Copper Nickel 12 isn’t a theme issue, but a theme of sorts emerges nonetheless, or at least an organizing principle that is highly appealing and largely successful – how do we relate to the things, the stuff, the variety and quantity of forms and objects around us, human and non-human. It begins with the gloriously evocative cover photograph by Chris Morris from his series “Forgotten History.” Six additional photos in the series appear in the issue, along with the photographer’s remarks. The photos document abandoned homesteads in the area where Morris grew up, and capture the decay (which he does beautifully) and the photographer’s sense of “personal connection” to these “spaces.” Each is a vast landscape of what is missing and yet still exists, highlighted by an outdated or antiquated object (the rotary phone on the magazine’s cover).
This suite of photos is followed by another, vastly different, equally compelling and stunning, by Joann Brennan, called “Managing Eden.” These photos examine our relationship to wilderness and nature, each one strikingly different from the next so that we can see the photographer’s amazing talent at focusing on multiple views, as well as a single moment of experience (a portrait of a bear’s head, mouth open wide to reveal rather extraordinary teeth). The two series of photographs are followed immediately by “System of Totems,” by James Hoch, a wonderful poem that accomplishes much of what these photos do, compiling the material of the world and turning it into an atmosphere or mood.
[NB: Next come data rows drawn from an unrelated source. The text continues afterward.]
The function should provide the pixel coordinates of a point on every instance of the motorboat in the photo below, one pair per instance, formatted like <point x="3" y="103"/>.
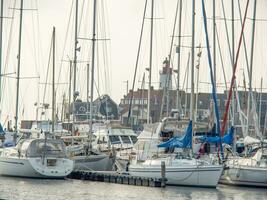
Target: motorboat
<point x="80" y="150"/>
<point x="36" y="158"/>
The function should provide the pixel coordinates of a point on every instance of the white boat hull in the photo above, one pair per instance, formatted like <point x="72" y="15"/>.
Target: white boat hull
<point x="99" y="162"/>
<point x="245" y="176"/>
<point x="202" y="176"/>
<point x="33" y="167"/>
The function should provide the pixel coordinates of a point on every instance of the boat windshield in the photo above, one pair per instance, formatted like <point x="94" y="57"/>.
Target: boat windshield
<point x="114" y="139"/>
<point x="53" y="148"/>
<point x="126" y="139"/>
<point x="134" y="139"/>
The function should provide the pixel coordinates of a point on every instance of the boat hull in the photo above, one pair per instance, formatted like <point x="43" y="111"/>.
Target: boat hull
<point x="101" y="162"/>
<point x="201" y="176"/>
<point x="245" y="176"/>
<point x="33" y="168"/>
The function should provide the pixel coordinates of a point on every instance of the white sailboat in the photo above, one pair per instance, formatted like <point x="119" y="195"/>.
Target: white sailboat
<point x="180" y="169"/>
<point x="36" y="158"/>
<point x="248" y="171"/>
<point x="85" y="157"/>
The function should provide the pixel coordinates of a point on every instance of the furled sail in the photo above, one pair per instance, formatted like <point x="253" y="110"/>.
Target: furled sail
<point x="180" y="142"/>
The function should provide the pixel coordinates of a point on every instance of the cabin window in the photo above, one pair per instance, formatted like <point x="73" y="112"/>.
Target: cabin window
<point x="134" y="139"/>
<point x="114" y="139"/>
<point x="126" y="139"/>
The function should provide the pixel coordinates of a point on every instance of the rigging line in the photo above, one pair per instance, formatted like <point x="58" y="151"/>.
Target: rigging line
<point x="105" y="48"/>
<point x="9" y="43"/>
<point x="214" y="95"/>
<point x="137" y="60"/>
<point x="234" y="70"/>
<point x="41" y="56"/>
<point x="47" y="71"/>
<point x="103" y="32"/>
<point x="34" y="42"/>
<point x="221" y="58"/>
<point x="227" y="33"/>
<point x="243" y="35"/>
<point x="65" y="40"/>
<point x="166" y="85"/>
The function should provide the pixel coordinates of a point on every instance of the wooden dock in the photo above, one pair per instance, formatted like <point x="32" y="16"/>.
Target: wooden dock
<point x="114" y="177"/>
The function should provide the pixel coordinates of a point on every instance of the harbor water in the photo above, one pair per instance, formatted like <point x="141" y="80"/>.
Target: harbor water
<point x="37" y="189"/>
Compiling and compounding our experience of the stuff and emotions of life is the driving aesthetic of the issue, which includes two list poems of 50 entries each, part of a series of 50, by Blake Butler; Ann Gorrick’s “Twenty-First Century Girls: A Semi Cento”; John Findura’s un-numbered list “Things I Don’t Like Talking About”; and Carolyn Kuebler’s “Theory of Happiness,” which is a list of a different sort, as there are more links between the entries, but which reads like a list for its form, and in which many verses are list-like in their intention to present a single item to consider alongside the poem’s more philosophical movement. All of this work is engaging and evocative.
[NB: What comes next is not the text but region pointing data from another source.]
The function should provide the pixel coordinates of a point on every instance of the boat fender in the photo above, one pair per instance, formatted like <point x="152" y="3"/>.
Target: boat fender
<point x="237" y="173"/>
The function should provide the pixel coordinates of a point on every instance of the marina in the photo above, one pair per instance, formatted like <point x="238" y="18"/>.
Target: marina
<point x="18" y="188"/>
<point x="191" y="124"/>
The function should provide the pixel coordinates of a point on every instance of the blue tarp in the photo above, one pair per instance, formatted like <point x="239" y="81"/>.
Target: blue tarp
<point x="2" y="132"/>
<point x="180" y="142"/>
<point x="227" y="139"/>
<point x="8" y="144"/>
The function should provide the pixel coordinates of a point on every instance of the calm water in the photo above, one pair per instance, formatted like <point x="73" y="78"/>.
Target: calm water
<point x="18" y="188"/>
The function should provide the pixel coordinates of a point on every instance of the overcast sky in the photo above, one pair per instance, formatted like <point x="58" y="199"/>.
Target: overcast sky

Jennifer Fortin’s prose poem “Ghost Print of Cognate,” is an example, it seems to me, of what the journal defines as its editorial predilections (“traditional and incipient forms”). Fortin’s work belonging to this latter category. Hers is a list of an entirely different sort, a kind of unraveling backwards of meaning: “Endorsement despite the dearth of heart pares the voiceless fricative,” the piece begins.
A departure from this theme/principle (though not the only one, this is a large issue and there are many non-list poems, too, and a few short stories) is a very entertaining short personal essay by Box Bowles, “American History with Elvis and a Frenchman: A Mostly True Account of My Morning with A Literary Legend of Whom I’d Never Heard.” If you’ve ever been saddled with the responsibility of escorting a visiting writer/artist/speaker on a college campus to and from the airport and/or other venues, you will find this essay especially satisfying, but you don’t have to have had the experience to appreciate this writer’s jaunty tone or ability to capture odd and comic details.
As far as lists of the things we connect to and which populate our environment go, add Copper Nickel to the list of things you intend to read soon.